Abraçava a velhinha, beijava-lhe a face amassada, sentia-se livre dos pais em cujo túmulo ele depositava, em Finados, alguns botões de flores ordinárias, balbuciava apressado alguns sotaques de reza decorada e saía mundo afora. Um crescimento de espaço para quem somente tinha a dar satisfação a uma mulherzinha encarquilhada,
entrevada, puxando a bengala de apoio, sem outra função senão passar o café donzelo, arrumar o pirão, rodar o terço entre os dedos mastigados pelos anos.

Mas o vendaval ia chegando. Soprava vagaroso, ameaçando derrubar toda a petulância que ele tinha em viver alheio, camisa aberta ao mundo, recebendo o dinheiro da pensão da avó puxado no caixa eletrônico. Foi enxergando diferente. Precisava trabalhar, abandonar aquela maneira folgada de viver, afinal, tudo se desata. Chegou da rua, altas horas, e não escutou o ronco da avó. Ela estava perdida dentro de casa, desconhecendo tudo e a todos, excitadíssima, dizendo que havia perdido o trem.

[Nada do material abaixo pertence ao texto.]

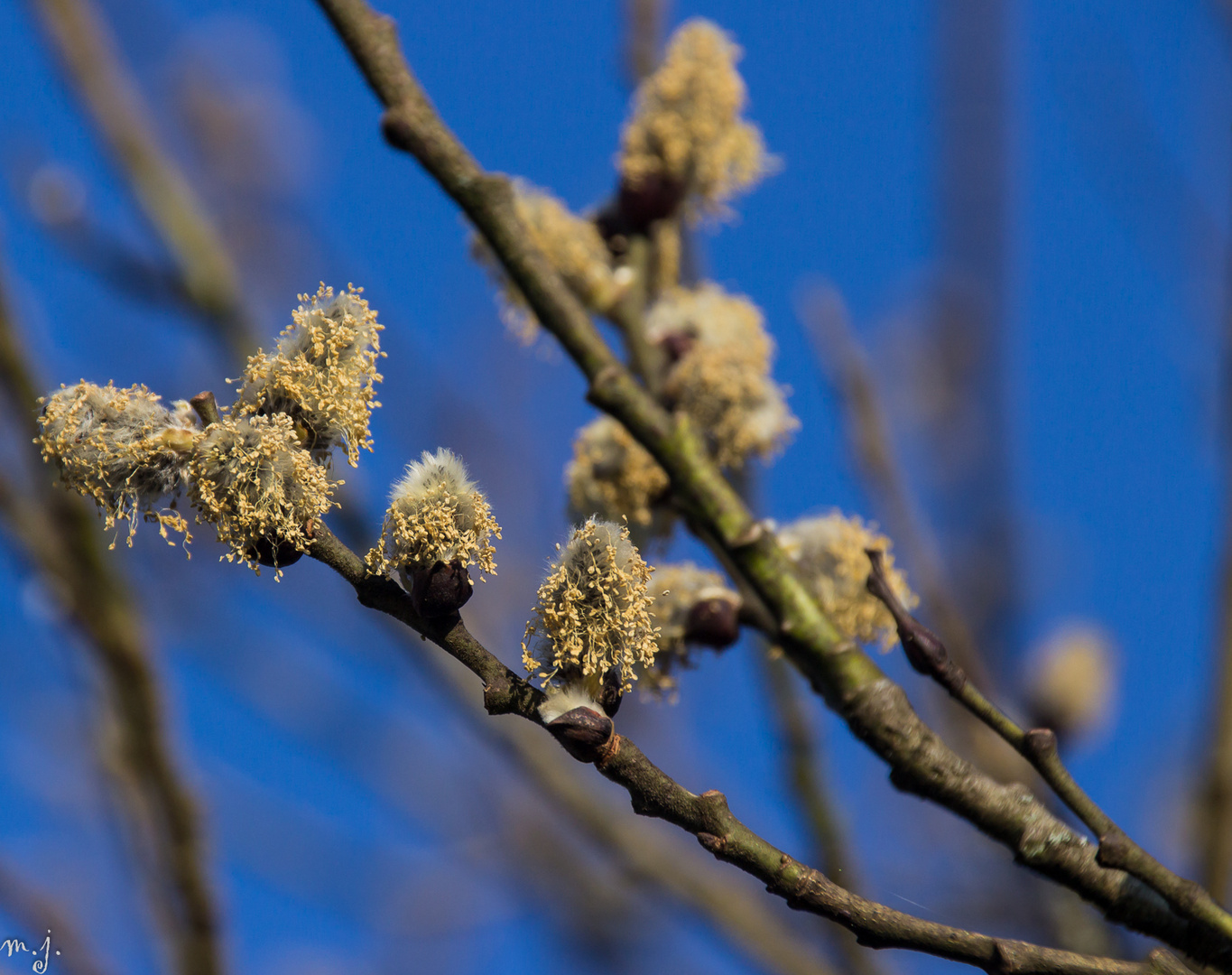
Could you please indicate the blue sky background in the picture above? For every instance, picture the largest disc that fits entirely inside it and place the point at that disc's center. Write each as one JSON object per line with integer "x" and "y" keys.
{"x": 357, "y": 823}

E agora, como convencê-la da realidade? Levou-a ao hospital, poucos dias após, o túmulo dos pais a recebia como nova habitante. O vento continuava soprando, agora com mais força. Estava sozinho. Não tinha mais ninguém. Lembrou-se de um amigo que, segundo se comentava, era rico empresário, pelo sul do país. Conseguiu juntar as últimas cédulas da carteira e se foi a encontrá-lo. Um terraço ornamentado por cerâmicas em quadrados azuis, uma rede estendida de canto a canto. O ricaço o recebeu, mandou que sentasse, mas continuou a folhear o jornal, calado, obtuso.

Depois se soergueu vagaroso, bocejando algum incômodo pela presença daquela inesperada e até indesejável visita. Escutou a notícia do falecimento da velha, a situação de penúria em que ficara o suplicante, mas sempre alheio, calado, deixando-se a fitar o bonito jardim. Mandou preparar uma xícara de café, suspirou profundo, e se voltou, subitamente, para o visitante, com ar zombeteiro: “— Não estudou porque não quis. Não posso ajudar preguiçoso!”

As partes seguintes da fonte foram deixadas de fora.